Lawmaker faces fight to refuse cost of living increase
HARRISBURG – Montgomery County’s newly elected representative Thomas Murt wants to forego an extra $1,425 in pay as he enters public office, but state House officials are saying he’s not allowed to do so. Murt said he has asked the House comptroller’s office to dock the 2 percent cost-of-living (COLA) increase from his salary, which went into effect Friday for the new legislative term.
Murt said he is uncomfortable with the $1,425 pay increase and, pressed by reform activists, became the first and so far only new member to pledge against taking it.
But he ran into a wall with the House comptroller’s office while trying to adjust his salary to the lower 2006 pay of $72,188.
“They said there’s no mechanism in place to refuse the raise,” said Murt, who is replacing Rep. Sue Cornell in Hatboro. “I haven’t even served one day in Harrisburg. I’m not even sworn in. I don’t see how I’ve earned a cost of living adjustment.”
House Chief Clerk Roger Nick said a lawmaker can’t decline a COLA.
“Counsel has determined that we are required to pay the salary provided by law,” Nick wrote in an e-mail. “Members cannot chose the salary they wish to be paid … Obviously, once received the member is free to do whatever he chooses to with the money.”
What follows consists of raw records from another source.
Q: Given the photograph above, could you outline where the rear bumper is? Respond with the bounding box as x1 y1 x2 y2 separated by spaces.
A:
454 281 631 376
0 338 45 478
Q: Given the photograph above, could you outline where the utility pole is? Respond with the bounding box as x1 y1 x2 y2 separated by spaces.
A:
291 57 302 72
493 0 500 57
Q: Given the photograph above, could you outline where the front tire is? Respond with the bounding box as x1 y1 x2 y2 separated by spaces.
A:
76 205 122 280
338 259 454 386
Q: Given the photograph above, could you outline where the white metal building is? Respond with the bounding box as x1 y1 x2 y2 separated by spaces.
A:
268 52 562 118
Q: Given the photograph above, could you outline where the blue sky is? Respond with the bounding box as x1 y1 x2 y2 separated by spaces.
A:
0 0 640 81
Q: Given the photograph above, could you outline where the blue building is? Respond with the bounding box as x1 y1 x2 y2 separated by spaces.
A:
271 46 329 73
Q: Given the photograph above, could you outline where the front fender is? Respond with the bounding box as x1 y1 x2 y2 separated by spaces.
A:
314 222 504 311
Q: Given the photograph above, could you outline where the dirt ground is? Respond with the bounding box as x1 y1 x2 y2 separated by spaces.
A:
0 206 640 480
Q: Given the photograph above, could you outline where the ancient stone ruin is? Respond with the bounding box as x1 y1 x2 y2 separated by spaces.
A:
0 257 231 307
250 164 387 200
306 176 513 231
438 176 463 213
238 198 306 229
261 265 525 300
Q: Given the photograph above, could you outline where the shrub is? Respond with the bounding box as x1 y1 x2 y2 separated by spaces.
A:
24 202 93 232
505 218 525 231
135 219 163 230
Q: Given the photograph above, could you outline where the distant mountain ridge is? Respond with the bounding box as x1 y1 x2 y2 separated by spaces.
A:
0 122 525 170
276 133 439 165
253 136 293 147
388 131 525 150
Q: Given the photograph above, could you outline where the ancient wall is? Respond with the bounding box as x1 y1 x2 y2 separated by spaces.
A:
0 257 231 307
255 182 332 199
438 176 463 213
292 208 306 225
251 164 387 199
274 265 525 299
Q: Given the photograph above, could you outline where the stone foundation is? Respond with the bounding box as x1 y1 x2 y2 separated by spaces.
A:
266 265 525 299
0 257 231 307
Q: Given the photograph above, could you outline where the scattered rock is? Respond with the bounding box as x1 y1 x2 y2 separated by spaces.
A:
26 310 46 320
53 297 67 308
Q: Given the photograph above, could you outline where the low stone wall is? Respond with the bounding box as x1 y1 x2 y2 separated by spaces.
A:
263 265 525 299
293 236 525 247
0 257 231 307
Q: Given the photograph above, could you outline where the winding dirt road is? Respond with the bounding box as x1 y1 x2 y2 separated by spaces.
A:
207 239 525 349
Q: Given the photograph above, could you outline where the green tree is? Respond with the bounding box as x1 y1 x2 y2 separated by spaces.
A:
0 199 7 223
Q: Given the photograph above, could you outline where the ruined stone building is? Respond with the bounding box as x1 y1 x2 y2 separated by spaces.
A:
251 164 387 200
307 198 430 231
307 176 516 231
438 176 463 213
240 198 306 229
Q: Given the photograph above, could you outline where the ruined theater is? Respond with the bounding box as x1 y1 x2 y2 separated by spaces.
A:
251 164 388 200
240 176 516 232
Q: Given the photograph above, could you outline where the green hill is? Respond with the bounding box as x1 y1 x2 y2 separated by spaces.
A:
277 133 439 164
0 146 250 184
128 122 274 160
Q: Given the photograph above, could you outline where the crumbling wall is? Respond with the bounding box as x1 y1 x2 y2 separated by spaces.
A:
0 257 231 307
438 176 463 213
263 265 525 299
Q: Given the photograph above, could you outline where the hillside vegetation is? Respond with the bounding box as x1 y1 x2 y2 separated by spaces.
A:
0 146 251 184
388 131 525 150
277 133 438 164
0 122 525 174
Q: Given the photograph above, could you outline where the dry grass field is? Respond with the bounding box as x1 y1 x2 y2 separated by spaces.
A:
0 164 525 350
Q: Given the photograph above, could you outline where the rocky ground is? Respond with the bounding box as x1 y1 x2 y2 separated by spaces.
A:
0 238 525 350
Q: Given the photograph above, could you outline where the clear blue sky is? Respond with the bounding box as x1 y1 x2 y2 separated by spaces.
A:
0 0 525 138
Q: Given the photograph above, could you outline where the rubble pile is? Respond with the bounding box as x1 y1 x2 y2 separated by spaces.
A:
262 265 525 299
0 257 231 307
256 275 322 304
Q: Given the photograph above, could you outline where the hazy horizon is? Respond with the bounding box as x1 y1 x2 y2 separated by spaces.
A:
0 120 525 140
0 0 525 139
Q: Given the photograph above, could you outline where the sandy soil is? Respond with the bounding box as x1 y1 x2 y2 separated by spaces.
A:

Murt says he’s putting the money, about $118 per month, into an escrow account until he finds a way to return the money to the Treasury or, eventually to charity, if no other solution is worked out with House officials.
“I don’t plan on spending the money,” said Murt, a business instructor and counselor at Penn State University at Abington and an Army reservist.
The situation is similar to that of state Superior Court Judge Joan Orie Melvin, who is suing the Administrative Office of the Pennsylvania Courts and the Treasury Department for not allowing her to take a pre-2005 pay raise salary. Melvin sued after the Pennsylvania Supreme Court in September reinstated judges’ pay. Court administrators said they were not authorized to pay an amount other than that provided by law.
Melvin could have returned the extra pay, after paying income taxes, to the Treasury Department. But she has said she didn’t want to be responsible for the extra incomes taxes, and a higher recorded salary would have also bumped up her pension.
Returning the money to the Treasury is an option for Murt as well, but not a payroll reduction, said Bruce Ledewitz, a Pennsylvania constitutional law expert and professor at Duquesne University in Pittsburgh.
“State government doesn’t have a mechanism for paying individuals an individualized salary,” he said. “I don’t think they have the legal authority to pay anyone other than what the law says to pay, however you determine that.”
But activist Gene Stilp called the situation an accounting issue similar to the return of unvouchered expenses.
“At first they said they can’t do it,” Stilp said. “Then they developed all kinds of ways of doing it in payment plans. This is a no-brainer.”
Stilp has sent pledge forms to all 55 new House and Senate members asking them to decline the higher pay. At a news conference Monday, he ceremoniously opened, from a sealed envelope, the first and only pledge to come back to him in the mail, revealing Murt’s name.
On the phone, Murt said he’s not against having COLA increases and didn’t swear off taking one in the future if the economic climate is right.
The automatic annual salary increases, pegged to the Philadelphia region’s inflation index, have been around since 1995 when lawmakers passed the measure as a way to avoid all other pay increases.
“If unemployment is up, if I don’t feel we’ve accomplished a whole lot, I’m going to feel awkward or uncomfortable taking a pay raise,” Murt said.
He said he’d rather not take credit by giving money to charity and will be looking for the best way to settle the issue when he gets to Harrisburg in January.
“This should not be rocket science for me to turn down the raise,” said Murt. “We can do this in industry in a heartbeat.”